You probably know nimrod as a slightly old-fashioned way of calling someone an idiot. A dope or a dimwit. But like lots of our words, it didn’t start out like that.
‘Put your hands in the air like you just don’t care’ (Nimrod by David Scott, 1832)
The OG Nimrod was a biblical figure. In the Book of Genesis, he’s described as ‘a mighty hunter before the Lord’. He was one of Noah’s great-grandsons, a warrior, a king, a symbol of power and skill, and an all-round over-achiever. Oh, except for the fact that he commissioned the Tower of Babel which, if you know your bible, didn’t end well. Despite that, for centuries, the word ‘nimrod’ was used to mean a hunter or someone with great prowess.
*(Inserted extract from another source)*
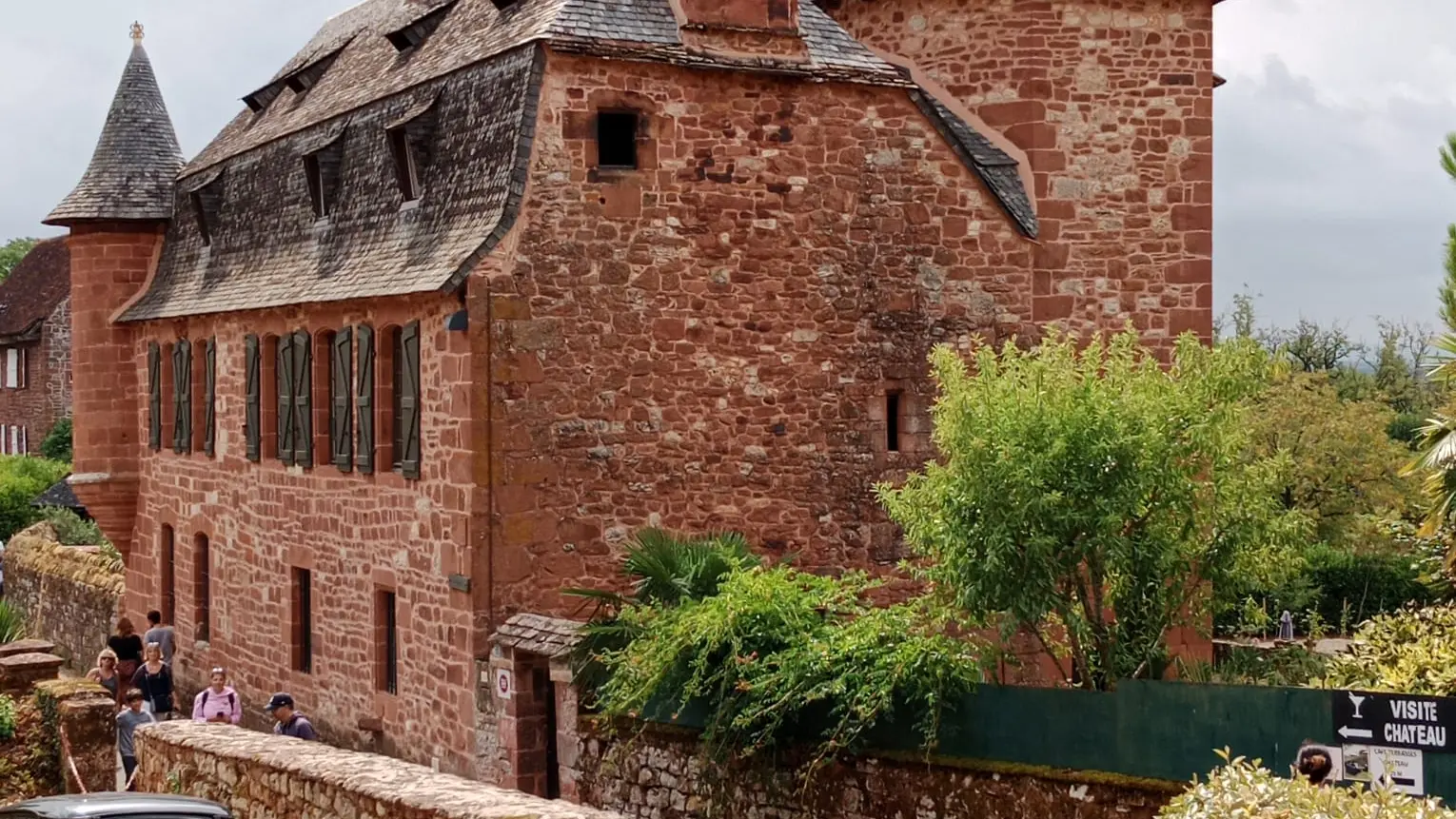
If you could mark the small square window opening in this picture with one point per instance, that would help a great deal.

Then Looney Tunes got involved. Yup.
In a 1948 cartoon, What Makes Daffy Duck, Daffy calls Elmer Fudd a ‘nimrod’. Not because Elmer was a great hunter – quite the opposite. He was famously incompetent, and Daffy was being hella sarcastic. Bugs Bunny also used the word later, calling Yosemite Sam ‘the little Nimrod’ in Rabbit Every Monday (1951).
But here’s where it gets interesting: the audience didn’t always get the reference. In fact, most people didn’t know the biblical meaning. So while they understood that Daffy and Bugs were mocking Elmer/Yosemite, they took ‘nimrod’ to mean idiot, not hunter. And because Looney Tunes was such a massive part of pop culture at the time, that misinterpretation stuck.
This is a great example of how language evolves in unexpected ways – not because of formal definitions or careful usage, but because a cartoon duck and rabbit made high-brow jokes that nobody got.